ADAM DAVIS is a co-founder and Managing Partner at EIP, and is involved in all aspects of the business, from investor relations to project implementation and customer satisfaction. Over the past 35 years, he has worked in various roles that help to align business interests with environmental outcomes, and he is particularly interested in new types of public-private partnerships that support ecological restoration. He believes that practical experience and policy support each other, and strives to help environmental laws and regulations achieve their intended outcomes.
Adam developed his expertise in aligning economic incentives with environmental outcomes in the recycling and composting business, and worked for the world’s largest solid waste and recycling company during the 1990’s. His experience structuring contracts to reward environmental performance there led to involvement with ecosystem services, and how to get real people in real places paid for the protection and restoration of the natural systems that provide those services.
Adam and his wife Sara live in San Rafael, California. Adam has a BA in Africana Studies from Cornell University. He has served on the Board of the national industry trade association, the Ecological Restoration Business Association (ERBA), and helped to create the new California affiliate, CalERBA.
Q&A with Adam Davis
Tell us about your path to EIP. What interested you about this work?
I grew up in Baltimore in the 1960’s. My mother was a nature photographer who introduced me and my brother to the splendor and scale of America on a road trip in 1971. We drove some 7,000 miles and camped for an entire summer in a 1963 Buick station wagon (with no A/C and two dogs). My first job in the environmental field was with a composting company where I gained firsthand experience in using business to improve the environment.
What excites you about EIP’s impact in the world?

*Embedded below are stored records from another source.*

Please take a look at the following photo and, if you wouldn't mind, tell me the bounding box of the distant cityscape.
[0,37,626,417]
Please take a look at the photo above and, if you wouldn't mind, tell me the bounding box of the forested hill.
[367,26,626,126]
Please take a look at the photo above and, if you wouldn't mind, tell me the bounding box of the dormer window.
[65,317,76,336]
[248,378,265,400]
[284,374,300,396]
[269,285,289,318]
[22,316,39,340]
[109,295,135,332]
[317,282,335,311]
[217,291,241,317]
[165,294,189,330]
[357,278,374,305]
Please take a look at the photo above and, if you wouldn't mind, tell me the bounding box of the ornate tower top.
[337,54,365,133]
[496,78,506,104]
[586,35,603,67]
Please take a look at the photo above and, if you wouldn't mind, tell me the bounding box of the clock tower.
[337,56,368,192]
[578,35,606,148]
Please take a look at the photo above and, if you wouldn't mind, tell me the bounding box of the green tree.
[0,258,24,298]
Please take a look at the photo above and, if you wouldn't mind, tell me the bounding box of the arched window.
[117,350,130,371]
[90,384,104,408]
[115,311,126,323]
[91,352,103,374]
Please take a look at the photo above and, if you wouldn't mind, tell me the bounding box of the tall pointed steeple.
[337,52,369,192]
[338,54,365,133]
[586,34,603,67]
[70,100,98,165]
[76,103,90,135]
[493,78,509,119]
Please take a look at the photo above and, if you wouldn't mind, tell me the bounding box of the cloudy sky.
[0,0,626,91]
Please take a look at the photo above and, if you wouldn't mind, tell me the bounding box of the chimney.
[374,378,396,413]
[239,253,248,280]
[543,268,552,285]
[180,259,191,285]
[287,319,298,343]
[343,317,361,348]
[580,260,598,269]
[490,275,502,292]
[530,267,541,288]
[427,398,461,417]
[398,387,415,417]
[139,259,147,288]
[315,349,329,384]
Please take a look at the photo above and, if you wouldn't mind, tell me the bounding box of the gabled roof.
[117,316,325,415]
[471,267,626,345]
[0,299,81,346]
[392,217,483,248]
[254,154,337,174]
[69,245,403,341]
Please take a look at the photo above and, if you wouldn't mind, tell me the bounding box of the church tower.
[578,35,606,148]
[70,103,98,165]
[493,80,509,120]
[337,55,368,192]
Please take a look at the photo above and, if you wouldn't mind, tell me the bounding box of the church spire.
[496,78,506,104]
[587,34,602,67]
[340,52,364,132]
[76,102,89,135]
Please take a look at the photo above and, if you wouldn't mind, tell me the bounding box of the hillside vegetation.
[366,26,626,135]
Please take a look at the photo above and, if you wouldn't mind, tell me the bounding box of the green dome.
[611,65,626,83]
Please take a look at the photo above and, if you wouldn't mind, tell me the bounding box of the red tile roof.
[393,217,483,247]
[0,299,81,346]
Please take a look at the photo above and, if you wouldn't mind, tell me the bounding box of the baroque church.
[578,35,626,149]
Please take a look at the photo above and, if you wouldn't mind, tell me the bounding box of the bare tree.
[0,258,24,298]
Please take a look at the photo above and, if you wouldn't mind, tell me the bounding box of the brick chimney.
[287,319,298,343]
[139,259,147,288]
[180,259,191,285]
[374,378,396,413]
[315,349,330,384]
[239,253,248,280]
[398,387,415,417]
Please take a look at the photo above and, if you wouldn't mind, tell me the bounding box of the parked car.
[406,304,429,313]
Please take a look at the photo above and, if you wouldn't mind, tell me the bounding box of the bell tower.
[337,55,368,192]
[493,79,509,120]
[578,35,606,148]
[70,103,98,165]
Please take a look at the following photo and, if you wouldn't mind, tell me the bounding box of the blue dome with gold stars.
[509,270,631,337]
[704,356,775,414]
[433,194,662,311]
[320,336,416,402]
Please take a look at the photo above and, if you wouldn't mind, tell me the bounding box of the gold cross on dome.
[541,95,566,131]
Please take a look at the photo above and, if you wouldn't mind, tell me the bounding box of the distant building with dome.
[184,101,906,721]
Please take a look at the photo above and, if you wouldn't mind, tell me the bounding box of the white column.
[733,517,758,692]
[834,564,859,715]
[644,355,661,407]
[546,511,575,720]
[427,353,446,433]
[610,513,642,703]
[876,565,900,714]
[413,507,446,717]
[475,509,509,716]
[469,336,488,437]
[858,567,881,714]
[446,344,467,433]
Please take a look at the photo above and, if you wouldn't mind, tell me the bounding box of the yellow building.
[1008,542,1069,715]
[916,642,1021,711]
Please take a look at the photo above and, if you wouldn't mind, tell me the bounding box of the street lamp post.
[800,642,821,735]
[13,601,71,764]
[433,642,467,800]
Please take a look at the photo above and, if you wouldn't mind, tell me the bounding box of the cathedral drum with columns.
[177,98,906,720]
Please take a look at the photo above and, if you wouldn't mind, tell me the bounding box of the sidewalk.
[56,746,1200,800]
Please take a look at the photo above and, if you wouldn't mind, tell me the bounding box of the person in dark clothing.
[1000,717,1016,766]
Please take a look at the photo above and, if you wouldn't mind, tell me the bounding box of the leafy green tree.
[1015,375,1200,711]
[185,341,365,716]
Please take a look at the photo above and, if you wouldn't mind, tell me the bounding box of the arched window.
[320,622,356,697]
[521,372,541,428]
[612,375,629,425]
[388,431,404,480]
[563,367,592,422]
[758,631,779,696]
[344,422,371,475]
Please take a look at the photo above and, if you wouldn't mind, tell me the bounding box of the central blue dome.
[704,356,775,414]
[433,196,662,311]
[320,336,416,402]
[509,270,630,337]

By developing a model that delivers a fair ROI for institutional investors through environmental restoration activity, we are creating more capacity to help solve important regional and environmental problems. The model can be really powerful anywhere, because when the incentives are aligned right, the more good we can do—and the better our investors do. Today we have the capacity to do some really good work, and I think this kind of capacity will be even more important as the effects of climate change become more evident in the coming years.